What is burnout, and how can it be avoided?

burnout, work, tired

Been feeling consistently tired, negative or unproductive? How about headachey, or suffering with bowel issues? If the answer is yes to most, or some, of the above, then there’s a strong chance you’re experiencing workplace burnout.


Burnout is a mental health condition that is caused by unresolved or unmanaged workplace stress. Burnout is shockingly common too, with a 2020 survey by Micro Biz Mag showing that 22% of working adults in the UK had experienced it.


So, what exactly is burnout? The most common symptoms include:

  • Feeling exhausted.
  • Feeling distant from your job and responsibilities at work.
  • Increased negativity and cynicism.
  • More time spent procrastinating.
  • Stress and lack of sleep.
  • Physical symptoms like headaches and bowel issues.

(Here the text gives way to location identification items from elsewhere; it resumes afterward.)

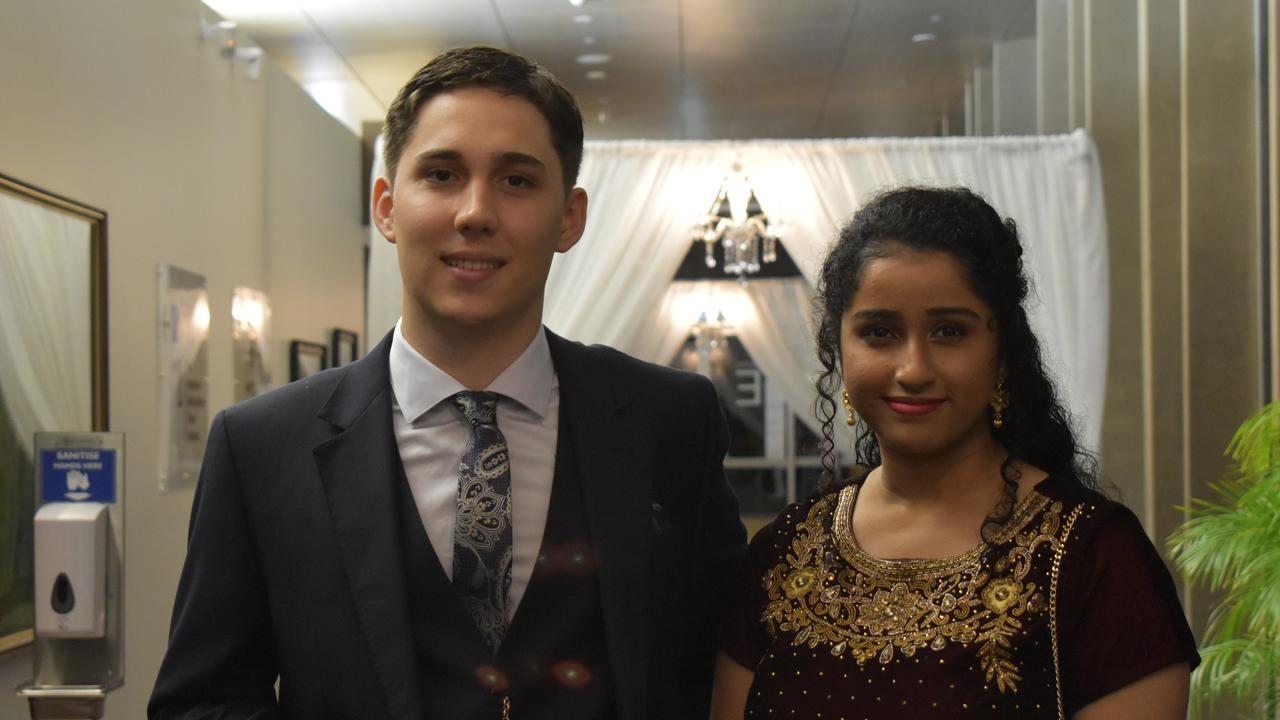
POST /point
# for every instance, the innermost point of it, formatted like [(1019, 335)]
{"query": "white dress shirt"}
[(432, 437)]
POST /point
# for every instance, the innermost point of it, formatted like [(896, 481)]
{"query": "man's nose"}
[(476, 212)]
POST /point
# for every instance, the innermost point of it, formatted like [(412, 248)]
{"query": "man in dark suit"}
[(479, 519)]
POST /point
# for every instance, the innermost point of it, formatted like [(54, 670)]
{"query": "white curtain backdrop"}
[(45, 315), (616, 288)]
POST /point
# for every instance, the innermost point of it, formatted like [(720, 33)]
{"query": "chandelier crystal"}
[(748, 238)]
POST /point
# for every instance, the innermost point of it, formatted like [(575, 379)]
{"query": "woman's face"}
[(919, 354)]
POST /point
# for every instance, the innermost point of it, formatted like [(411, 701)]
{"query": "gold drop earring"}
[(999, 404), (849, 406)]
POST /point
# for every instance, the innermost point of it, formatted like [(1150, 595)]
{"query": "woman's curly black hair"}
[(955, 220)]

It’s important to note that even the physical symptoms of burnout, uncomfortable as they are, stem from a place of mental pressure. They are absolutely not all in the mind, but strain on the mind is often at the root of the problem.

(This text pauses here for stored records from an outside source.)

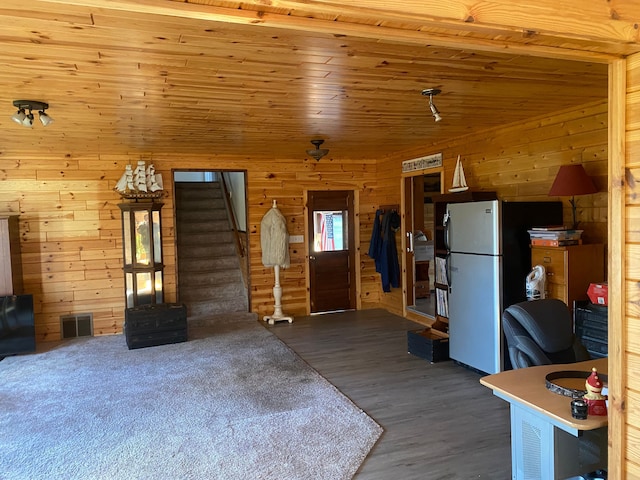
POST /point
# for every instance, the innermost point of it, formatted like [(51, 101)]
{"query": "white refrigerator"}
[(474, 242)]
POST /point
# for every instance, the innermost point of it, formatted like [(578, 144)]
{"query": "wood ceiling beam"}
[(580, 34)]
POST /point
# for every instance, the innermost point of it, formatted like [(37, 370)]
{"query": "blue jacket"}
[(383, 250)]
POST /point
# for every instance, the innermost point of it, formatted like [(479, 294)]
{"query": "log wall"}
[(520, 162), (626, 330), (71, 229), (71, 232)]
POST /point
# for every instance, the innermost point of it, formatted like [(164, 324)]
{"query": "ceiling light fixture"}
[(318, 152), (26, 119), (430, 92)]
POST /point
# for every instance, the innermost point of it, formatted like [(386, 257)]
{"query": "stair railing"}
[(232, 217)]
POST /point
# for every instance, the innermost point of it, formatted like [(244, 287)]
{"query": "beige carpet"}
[(233, 402)]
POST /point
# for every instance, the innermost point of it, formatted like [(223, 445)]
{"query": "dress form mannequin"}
[(275, 252)]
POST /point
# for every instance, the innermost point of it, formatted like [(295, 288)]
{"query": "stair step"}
[(214, 293), (200, 309), (207, 250), (210, 278), (200, 190), (203, 278), (213, 240), (207, 264), (217, 215)]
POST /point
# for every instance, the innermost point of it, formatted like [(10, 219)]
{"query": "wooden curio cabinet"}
[(142, 253)]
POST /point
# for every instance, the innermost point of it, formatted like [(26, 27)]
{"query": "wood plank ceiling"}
[(163, 76)]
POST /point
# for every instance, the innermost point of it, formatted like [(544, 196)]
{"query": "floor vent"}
[(80, 325)]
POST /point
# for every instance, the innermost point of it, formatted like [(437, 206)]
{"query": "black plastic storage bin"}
[(591, 327), (151, 325), (429, 344)]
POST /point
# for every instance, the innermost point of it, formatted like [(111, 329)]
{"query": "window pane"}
[(143, 241), (126, 225), (157, 243), (329, 231)]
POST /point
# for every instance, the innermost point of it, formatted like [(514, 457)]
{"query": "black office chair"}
[(540, 332)]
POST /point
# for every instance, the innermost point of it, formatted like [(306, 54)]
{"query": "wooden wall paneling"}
[(624, 456), (521, 166)]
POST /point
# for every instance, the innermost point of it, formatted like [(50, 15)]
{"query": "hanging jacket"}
[(383, 250)]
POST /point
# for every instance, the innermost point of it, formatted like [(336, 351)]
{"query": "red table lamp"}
[(572, 180)]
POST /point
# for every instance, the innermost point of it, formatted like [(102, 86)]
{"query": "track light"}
[(44, 118), (430, 92), (318, 153), (26, 119)]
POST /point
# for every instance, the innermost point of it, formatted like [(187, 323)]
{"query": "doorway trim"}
[(407, 269), (356, 252)]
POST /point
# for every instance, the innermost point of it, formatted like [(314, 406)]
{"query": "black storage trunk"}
[(151, 325), (429, 344), (591, 327)]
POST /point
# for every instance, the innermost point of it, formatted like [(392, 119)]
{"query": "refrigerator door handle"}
[(445, 223), (410, 242)]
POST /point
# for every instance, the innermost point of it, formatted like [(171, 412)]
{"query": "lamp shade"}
[(572, 180)]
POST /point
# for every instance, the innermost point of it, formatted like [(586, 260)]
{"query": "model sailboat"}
[(459, 182), (141, 182)]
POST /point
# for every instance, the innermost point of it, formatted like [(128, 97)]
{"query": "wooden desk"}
[(546, 441)]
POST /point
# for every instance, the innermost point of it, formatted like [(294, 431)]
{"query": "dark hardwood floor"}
[(439, 421)]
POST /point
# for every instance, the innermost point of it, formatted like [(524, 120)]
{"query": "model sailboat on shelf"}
[(459, 182), (141, 182)]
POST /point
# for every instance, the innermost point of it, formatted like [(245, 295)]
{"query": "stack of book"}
[(554, 236)]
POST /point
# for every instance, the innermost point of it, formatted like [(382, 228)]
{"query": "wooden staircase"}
[(210, 278)]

According to Champion Health, one in five employees suffer with poor mental health at work, with 35% blaming workplace stress. The affects are easy to see, with a Bupa survey showing that 41% of workers were less productive due to stress, while 33% said it made them less engaged, and 15% admitted to looking for a new job.


Knowing that, it’s unsurprising that the key to battling burnout is to look after your mental health as best you can. It’s not all down to you though, in fact burnout is best handled with HR on your side. After all, focusing on symptoms in the short term will just lead to another burnout down the line if the underlying stresses aren’t addressed on an organisational level.

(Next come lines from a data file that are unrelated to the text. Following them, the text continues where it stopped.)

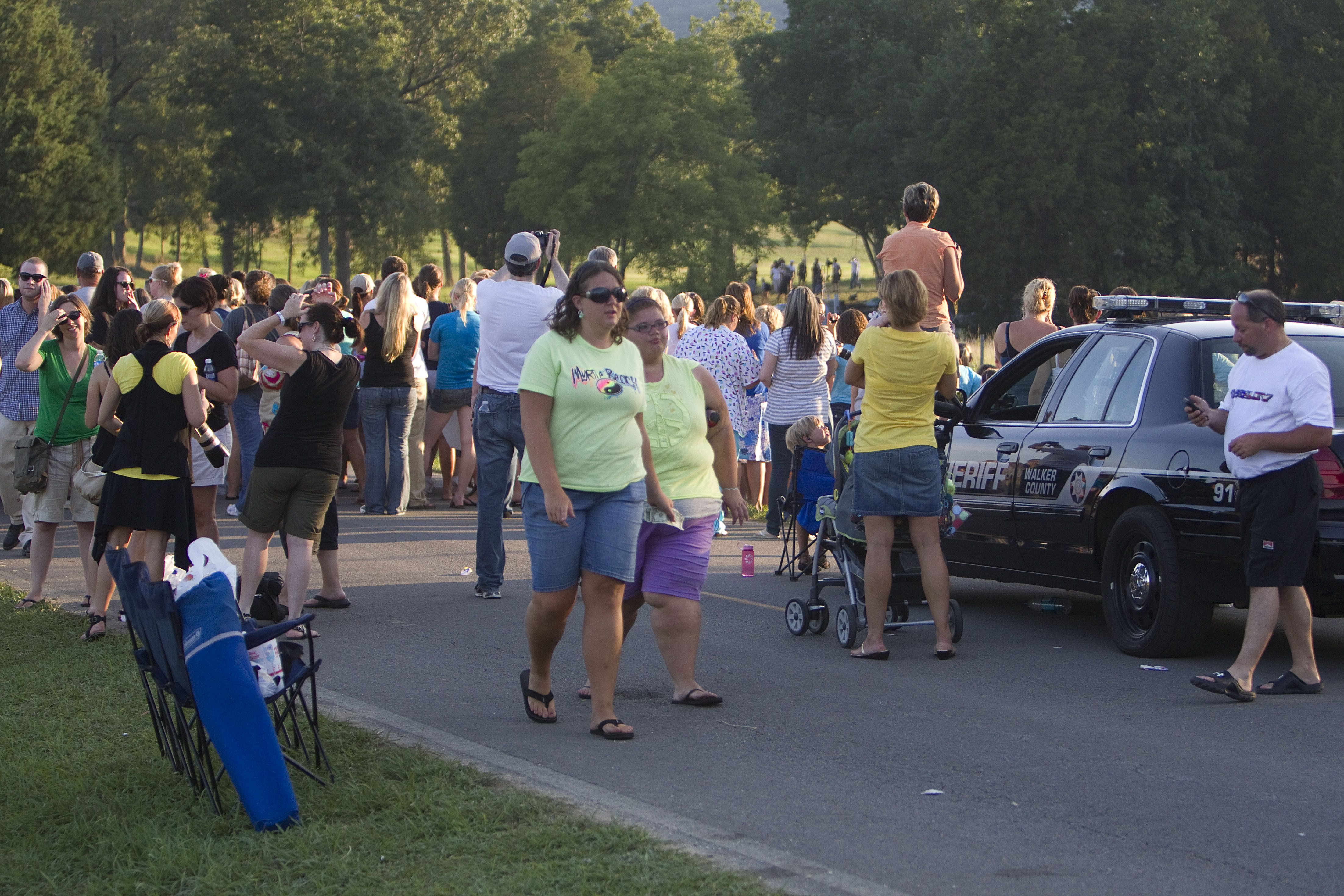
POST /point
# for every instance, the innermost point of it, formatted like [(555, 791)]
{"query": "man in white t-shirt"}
[(1277, 414), (514, 312)]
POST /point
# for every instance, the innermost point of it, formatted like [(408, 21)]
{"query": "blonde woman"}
[(388, 394), (453, 343), (682, 310), (1038, 306), (896, 457)]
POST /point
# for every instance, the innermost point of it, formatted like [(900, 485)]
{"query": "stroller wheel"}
[(847, 629), (819, 618)]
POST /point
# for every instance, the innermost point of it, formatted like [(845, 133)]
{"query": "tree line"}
[(1181, 148)]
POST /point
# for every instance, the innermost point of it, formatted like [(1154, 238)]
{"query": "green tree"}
[(651, 167), (56, 183)]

While Bupa found that a disappointing 19% of employers did not have processes in place to aid employee wellbeing, a more encouraging 76% are taking steps to combat stress-related absences and improve mental health at work. Meanwhile, those with a health and wellbeing strategy in place saw productivity improve thanks to their actions.


It’s important to reach out and talk to someone in the organisation if you’re feeling close to burnout. The right support can be vital, but there are also steps you can take to mitigate burnout in the short term:


  • Take regular breaks – You won’t improve your productivity and focus by chaining yourself to the desk.


  • Eat some more of the goods stuff – Adding more vegetables and cutting back on junk food can do a lot to improve mood. It’s tempting to reach for the sugary and fizzy, but they won’t help in the long run.


  • Don’t be afraid of an early night – Sleep is incredibly healing, and you’ll need more of it if you’re feeling stressed. Get to bed an hour earlier and see if it helps.


  • Finish work on time – Working after hours might be great for your inbox, but it can be detrimental in the long term. Take back your personal time, leave at your agreed finishing time, and fill your time with something you enjoy.


  • Learn to spot the signs – If you notice the signs of burnout creeping up on you then take early action.


Doing the above and speaking to the people in charge of your wellbeing at work is the best way to stop burnout from taking hold. Don’t suffer in silence when you can beat burnout ahead of time.